第13章 鈍く冷たく赤い
(…あれ、もう王馬のことはいいのかな)
逢坂と同じ相手に本命チョコレートを渡したはずの夢野。
イケメンに食いついている彼女の横顔を見ていると、もはやそんな様子は微塵もない様に思えた。
(…ホワイトデー、お返し貰ったんだろうか)
逢坂は、制服から見えない位置で胸元にかけているネックレスのチェーンを、髪に隠れたうなじの辺りから指先で触れた。
仲直りをしたばかりの3月14日。
『……あれ?これなに?』
「オレから雪ちゃんへのお返しだよ!もしオレの許可なしに外そうとしたら、爆発するからね!」
物騒すぎる嘘をつきながら、彼はうたた寝をしていた逢坂の首に、小さな紫色の石のついたネックレスを着けてくれた。

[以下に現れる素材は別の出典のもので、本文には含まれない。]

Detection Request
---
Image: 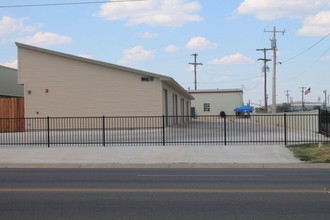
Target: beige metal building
[16,43,193,117]
[188,89,243,115]
[0,65,24,97]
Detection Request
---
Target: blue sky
[0,0,330,105]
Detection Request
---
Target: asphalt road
[0,169,330,220]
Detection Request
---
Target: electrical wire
[285,47,330,82]
[0,0,147,8]
[279,33,330,64]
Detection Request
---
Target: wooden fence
[0,97,25,132]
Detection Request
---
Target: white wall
[191,92,243,115]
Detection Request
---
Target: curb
[0,163,330,169]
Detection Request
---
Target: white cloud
[20,32,72,46]
[140,31,159,39]
[186,37,218,50]
[164,44,180,53]
[118,46,154,65]
[321,56,330,61]
[214,76,229,82]
[1,60,17,69]
[97,0,202,27]
[237,0,330,20]
[208,53,254,65]
[297,11,330,36]
[0,16,36,37]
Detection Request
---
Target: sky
[0,0,330,107]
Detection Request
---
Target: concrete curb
[0,163,330,169]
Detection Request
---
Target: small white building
[16,43,193,117]
[188,89,243,115]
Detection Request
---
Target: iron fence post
[325,109,329,137]
[223,115,227,145]
[318,108,322,133]
[102,115,105,147]
[163,115,167,146]
[47,116,50,148]
[284,113,287,146]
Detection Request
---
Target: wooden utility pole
[299,86,307,111]
[264,27,285,113]
[257,48,272,112]
[284,90,290,104]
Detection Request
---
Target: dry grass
[288,143,330,163]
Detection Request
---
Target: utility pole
[257,48,272,112]
[284,90,290,104]
[189,53,203,90]
[264,27,285,113]
[323,90,327,109]
[299,86,307,111]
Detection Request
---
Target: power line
[0,0,147,8]
[280,33,330,63]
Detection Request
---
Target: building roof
[0,65,24,97]
[187,89,243,94]
[16,42,194,100]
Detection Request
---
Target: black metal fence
[0,114,330,147]
[319,109,330,137]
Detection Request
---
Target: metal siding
[191,92,243,115]
[19,48,162,117]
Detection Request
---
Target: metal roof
[16,42,194,100]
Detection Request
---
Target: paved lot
[0,145,301,167]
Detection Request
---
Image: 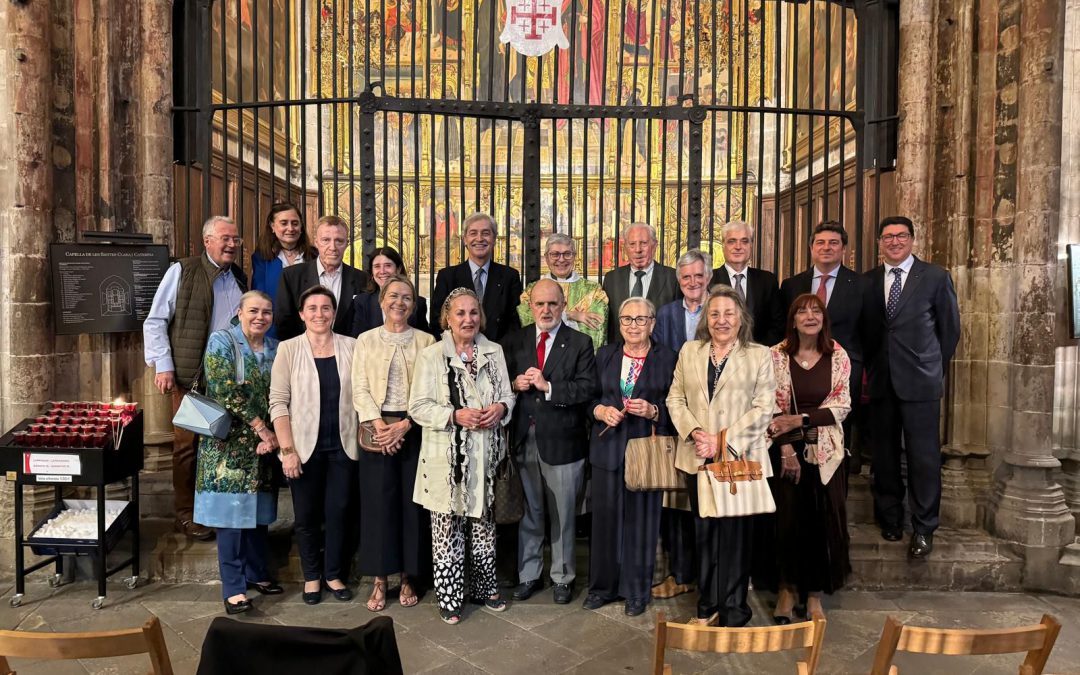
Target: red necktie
[537,330,548,370]
[818,274,833,305]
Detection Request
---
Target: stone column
[990,0,1076,588]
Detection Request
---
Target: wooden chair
[0,617,173,675]
[652,611,825,675]
[870,615,1062,675]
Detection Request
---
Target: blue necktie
[885,267,904,321]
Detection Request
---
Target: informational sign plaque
[49,244,168,335]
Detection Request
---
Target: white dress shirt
[626,260,657,298]
[143,254,243,373]
[885,255,915,306]
[315,258,341,310]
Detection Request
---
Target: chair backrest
[652,611,825,675]
[0,617,173,675]
[870,615,1062,675]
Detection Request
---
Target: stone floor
[0,581,1080,675]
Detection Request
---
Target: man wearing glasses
[863,216,960,558]
[143,216,247,540]
[517,232,608,352]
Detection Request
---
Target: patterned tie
[885,267,904,321]
[818,274,833,305]
[537,330,548,370]
[473,268,484,302]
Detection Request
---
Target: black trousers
[686,475,755,626]
[589,467,663,602]
[870,387,942,535]
[288,450,356,581]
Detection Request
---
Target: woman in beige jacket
[352,276,435,611]
[408,288,514,625]
[270,286,356,605]
[667,286,777,626]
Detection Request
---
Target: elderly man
[652,248,713,598]
[708,220,786,347]
[431,213,522,342]
[143,216,247,540]
[604,222,680,343]
[503,279,598,605]
[274,216,368,340]
[517,232,608,350]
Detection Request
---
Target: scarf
[772,340,851,485]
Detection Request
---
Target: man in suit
[274,216,368,340]
[143,216,247,540]
[431,213,522,342]
[780,220,870,448]
[708,220,785,347]
[863,216,960,558]
[604,222,681,345]
[503,279,598,605]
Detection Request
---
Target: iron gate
[176,0,894,293]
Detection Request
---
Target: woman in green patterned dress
[194,291,282,615]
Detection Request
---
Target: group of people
[144,204,959,626]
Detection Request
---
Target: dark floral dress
[194,326,278,529]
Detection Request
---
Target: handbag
[623,424,686,491]
[173,330,244,441]
[356,416,401,455]
[698,429,777,518]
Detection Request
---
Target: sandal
[367,579,387,611]
[397,577,420,607]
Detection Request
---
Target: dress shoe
[512,579,543,600]
[623,599,648,617]
[581,593,611,609]
[907,532,934,557]
[247,581,285,595]
[225,599,252,615]
[554,581,573,605]
[881,525,904,541]
[176,519,214,541]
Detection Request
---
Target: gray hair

これなんの石?と聞くと、オレっぽいでしょ?と的を得ない返事を返された。
(………たしかに)
逢坂は今までアクセサリーを身につけたことがなく、もちろん、そんなものを贈ってくれる相手がいたこともない。
用意周到に鏡を近くに持ってきていた王馬が、そのネックレスをした逢坂の姿を映して見せてくれた。